Friday, February 26, 2010


In October of 2008 I attended a special lecture by scholar
Leslie S. Klinger, celebrated editor of The New Annotated Sherlock Holmes, hosted by the local Sherlockian society of Minneapolis.
Halloween, my most celebrated holiday, was fast approaching and the esteemed editor was on a national promotional tour for his latest book, The New Annotated Dracula, which was also to be the subject of his lecture. I was writing The Evil of Dracula at that same time, and I expected an entertaining evening congenially compatible to the upcoming night of frights, nothing more. Something much more profound was going to happen for me.
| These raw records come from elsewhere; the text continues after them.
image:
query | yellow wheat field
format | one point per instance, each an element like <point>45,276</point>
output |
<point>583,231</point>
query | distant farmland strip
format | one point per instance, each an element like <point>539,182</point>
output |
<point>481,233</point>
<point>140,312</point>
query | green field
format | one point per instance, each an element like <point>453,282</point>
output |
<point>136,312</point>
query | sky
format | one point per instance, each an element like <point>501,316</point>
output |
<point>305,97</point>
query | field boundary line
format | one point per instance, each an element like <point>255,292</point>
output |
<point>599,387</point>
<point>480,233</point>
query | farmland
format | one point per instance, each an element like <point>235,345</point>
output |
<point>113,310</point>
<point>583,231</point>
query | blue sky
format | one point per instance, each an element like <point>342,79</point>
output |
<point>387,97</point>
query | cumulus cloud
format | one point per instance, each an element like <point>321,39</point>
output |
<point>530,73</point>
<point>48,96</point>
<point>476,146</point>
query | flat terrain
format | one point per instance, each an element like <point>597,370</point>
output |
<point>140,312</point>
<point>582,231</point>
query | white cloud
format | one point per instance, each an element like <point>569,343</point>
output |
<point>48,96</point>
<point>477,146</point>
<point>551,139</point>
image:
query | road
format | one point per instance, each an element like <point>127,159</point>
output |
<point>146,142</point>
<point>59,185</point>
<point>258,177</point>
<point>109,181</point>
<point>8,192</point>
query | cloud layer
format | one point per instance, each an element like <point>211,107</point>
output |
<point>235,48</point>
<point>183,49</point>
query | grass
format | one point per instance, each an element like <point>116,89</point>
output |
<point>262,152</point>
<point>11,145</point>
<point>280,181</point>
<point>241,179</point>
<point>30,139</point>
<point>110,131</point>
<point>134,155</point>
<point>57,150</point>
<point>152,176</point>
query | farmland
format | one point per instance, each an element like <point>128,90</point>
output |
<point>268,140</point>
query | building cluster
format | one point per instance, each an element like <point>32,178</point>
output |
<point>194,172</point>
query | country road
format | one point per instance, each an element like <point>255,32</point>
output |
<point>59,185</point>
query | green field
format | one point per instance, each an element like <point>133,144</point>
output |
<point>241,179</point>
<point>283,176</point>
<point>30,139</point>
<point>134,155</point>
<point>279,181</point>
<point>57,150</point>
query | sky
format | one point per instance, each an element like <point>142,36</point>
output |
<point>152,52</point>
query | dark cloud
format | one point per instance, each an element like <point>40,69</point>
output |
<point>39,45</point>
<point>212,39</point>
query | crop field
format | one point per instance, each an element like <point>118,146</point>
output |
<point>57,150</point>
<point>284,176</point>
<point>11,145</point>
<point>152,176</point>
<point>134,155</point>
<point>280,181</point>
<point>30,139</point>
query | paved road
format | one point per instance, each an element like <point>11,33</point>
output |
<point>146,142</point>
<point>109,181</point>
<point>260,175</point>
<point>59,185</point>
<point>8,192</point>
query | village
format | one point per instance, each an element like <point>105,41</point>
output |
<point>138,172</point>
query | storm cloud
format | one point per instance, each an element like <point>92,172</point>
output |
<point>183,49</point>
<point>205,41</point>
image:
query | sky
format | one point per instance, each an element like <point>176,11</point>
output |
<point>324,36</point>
Leslie's informal, fascinating discussion of
Dracula, Bram Stoker, and, inevitably, Sherlock Holmes was delivered with great wit and charm. Then, suddenly, I felt an odd crawling under my skin when he began to talk about a number of existing literary works that mixed the Great Detective and the Vampire King together. Of course, I had written such an adventure in Scarlet in Gaslight, first published in the late 1980s. Imagine my surprise when Les further flattered, and flabbergasted, me by enthusiastically singling out my book before the listening audience.

I was stunned. Completely floored. Was this some kind of a joke? Did he somehow know I was there? There was a buzzing in my ears, that must have been my pounding blood rushing through my temples. Lisa later told me that I looked upon the verge of tears. I simply didn't know how to react. I'd never had a public affirmation quite like that before, not to mention from such a respected researcher. That meant more to me than even the Eisner Award nomination that the book had received back when it was first published.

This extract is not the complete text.